“If anyone wish to migrate to another village, and if one or more who live in that village do notwish to receive him, if there he only one who objects he shall not move there.”

        —The Salic Law, c. 490

In this commentary on the American experiment, Michael Barone declares that the United States has been evolving into a multicultural society for a century or more. The mass immigration of Hispanics and of other Third World populations that is now taking place is a reenactment of the tidal wave that reached us from Ireland and Eastern and Southern Europe in the late 19th and early 20th centuries. While latter-day immigrants and our visible minorities are confronted by elites that have come “to doubt the fundamental goodness and decency of the society they nonetheless felt entitled to lead,” Barone is optimistic about the prospects for integrating the “new Americans” into some kind of national mainstream. From his perspective, “striking parallels” exist between today’s hyphenated Americans and some of the older settlers. Blacks are following the paths trod by the Irish-Americans several generations ago: going into politics, the police force, and civil service as a way of raising themselves socioeconomically. Asians are behaving like European Jewish immigrants by practicing entrepreneurship and competing for academic and professional success. Meanwhile, Mexican-Americans are following the example of the earlier immigrants from Southern Italy by maintaining close familial and communal ties and using them as assets to advance individually.
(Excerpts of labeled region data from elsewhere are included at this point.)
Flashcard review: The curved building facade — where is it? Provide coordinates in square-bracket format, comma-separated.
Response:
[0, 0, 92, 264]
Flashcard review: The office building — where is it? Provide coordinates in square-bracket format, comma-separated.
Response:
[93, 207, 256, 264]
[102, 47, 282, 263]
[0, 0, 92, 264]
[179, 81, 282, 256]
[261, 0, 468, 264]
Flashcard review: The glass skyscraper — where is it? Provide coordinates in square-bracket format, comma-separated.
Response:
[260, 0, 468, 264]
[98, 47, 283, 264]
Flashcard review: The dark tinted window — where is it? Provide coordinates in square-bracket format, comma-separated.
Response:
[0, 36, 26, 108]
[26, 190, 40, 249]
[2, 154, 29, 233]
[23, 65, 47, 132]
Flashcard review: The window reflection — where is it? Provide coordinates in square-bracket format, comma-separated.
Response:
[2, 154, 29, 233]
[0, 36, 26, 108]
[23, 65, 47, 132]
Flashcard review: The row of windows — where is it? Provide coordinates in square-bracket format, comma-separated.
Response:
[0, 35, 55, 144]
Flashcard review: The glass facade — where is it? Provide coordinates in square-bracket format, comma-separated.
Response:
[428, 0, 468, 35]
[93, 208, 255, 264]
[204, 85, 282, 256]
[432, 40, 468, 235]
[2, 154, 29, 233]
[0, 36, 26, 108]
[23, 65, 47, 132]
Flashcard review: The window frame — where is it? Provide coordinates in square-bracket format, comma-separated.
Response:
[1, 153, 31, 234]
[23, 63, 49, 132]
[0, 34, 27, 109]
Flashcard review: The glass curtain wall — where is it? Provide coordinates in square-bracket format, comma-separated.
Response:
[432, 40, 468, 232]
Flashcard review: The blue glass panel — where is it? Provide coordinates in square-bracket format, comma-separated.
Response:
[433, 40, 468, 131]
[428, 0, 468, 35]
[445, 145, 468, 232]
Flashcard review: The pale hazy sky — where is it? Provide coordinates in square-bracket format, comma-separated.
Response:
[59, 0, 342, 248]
To be fair, Barone does perceive problems with the reenactment scenario he offers. Some of the behavioral patterns developing among immigrants are not entirely to his liking; and, like Thomas Sowell in Ethnic America, he complains about the shared attitude he observes among the Irish in the past and the blacks of today who depend on expanding government to better themselves socially. Even urban jews, Barone’s favorite American success story, come across in this book as being deeply alienated from the surrounding Christian society. Barone portrays (perhaps in order to guard his left flank) an antediluvian WASP America that reeked with prejudice; this unpleasant society, which limped along until the 1960’s, helped “set Jews apart” by practicing discrimination against them. Still, Barone credits the WASP elite with Inning responded to immigration by calling for Americanization and eschewing the nativist bigotry that might have led to immigration restriction. Citing immigration advocate John Miller, Barone praises the wisdom of early 20th-century “elite” presidents who refused to restrict immigration. “Americanization, they felt, was the appropriate solution, and they saw the process as a mutually beneficial one.”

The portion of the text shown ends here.